This week’s video is great for those of you looking to start your freelance writing business or if you’re an established freelancer writer looking for new sources of leads. I share three of my favorite spots for landing high-value jobs and tips on how to make the most of these. As a bonus, here is a link to a free resource I created listing 12 Hot Spots for Freelance Writers to Find Paid Writing Gigs. Good luck!


Hello, current freelance writers and those hoping to jump into the field!

I want to talk to you today about some of my favorite places to find paid writing gigs. That’s right; places where you can actually make money as a freelance writer. And if you check the description below, there’s some information about a great freebie I have for 12 places where you can find paid writing work online that you can fit into your schedule whenever you want. That means if you are a student, a stay-at-home parent, or someone with fulltime job, you can make this career work around your schedule and work for you. That’s exactly what I did launching my career as a freelance writer, and it was an amazingly powerful way to build a side business all the way to the point where I didn’t need my day job anymore.

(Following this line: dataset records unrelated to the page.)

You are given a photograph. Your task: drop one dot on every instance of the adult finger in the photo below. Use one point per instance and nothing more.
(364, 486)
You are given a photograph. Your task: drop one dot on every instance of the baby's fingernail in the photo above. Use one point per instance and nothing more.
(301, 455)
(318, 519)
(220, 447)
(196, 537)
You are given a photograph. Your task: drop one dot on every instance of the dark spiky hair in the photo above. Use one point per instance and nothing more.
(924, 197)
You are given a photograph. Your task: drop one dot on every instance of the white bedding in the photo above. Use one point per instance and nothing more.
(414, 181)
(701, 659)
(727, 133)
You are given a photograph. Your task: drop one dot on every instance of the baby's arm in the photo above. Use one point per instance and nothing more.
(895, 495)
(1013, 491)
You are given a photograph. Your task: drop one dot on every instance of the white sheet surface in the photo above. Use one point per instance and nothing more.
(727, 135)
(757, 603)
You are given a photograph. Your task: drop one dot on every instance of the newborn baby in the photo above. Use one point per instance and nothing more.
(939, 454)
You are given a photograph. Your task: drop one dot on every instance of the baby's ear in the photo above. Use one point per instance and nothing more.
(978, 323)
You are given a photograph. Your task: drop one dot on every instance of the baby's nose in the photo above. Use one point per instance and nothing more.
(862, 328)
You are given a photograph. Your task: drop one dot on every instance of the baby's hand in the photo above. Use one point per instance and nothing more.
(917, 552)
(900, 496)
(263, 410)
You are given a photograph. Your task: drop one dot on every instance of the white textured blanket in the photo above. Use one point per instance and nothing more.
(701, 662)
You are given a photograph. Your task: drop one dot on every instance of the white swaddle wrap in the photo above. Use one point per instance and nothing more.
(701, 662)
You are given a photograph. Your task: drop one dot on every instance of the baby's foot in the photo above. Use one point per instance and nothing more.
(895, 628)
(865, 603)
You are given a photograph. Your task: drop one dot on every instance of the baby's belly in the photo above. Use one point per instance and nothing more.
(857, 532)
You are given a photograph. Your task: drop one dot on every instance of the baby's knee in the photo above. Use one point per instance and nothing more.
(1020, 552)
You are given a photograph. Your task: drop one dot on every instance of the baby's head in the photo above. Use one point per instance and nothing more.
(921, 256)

Upwork – A great tool for networking

Let’s talk about my three favorite places to find paid writing work. My favorite place, and I’m always going to recommend it as long as it’s a great source of leads, is Upwork. I’ve said it before and I’ll say it again – you say the word “Upwork,” and you get some very controversial responses in the freelance writing community. People assume that there are only low paying jobs there, and honestly, the more people who think that, the easier it is for us writers who are using the platform successfully, because the competition drops off immediately.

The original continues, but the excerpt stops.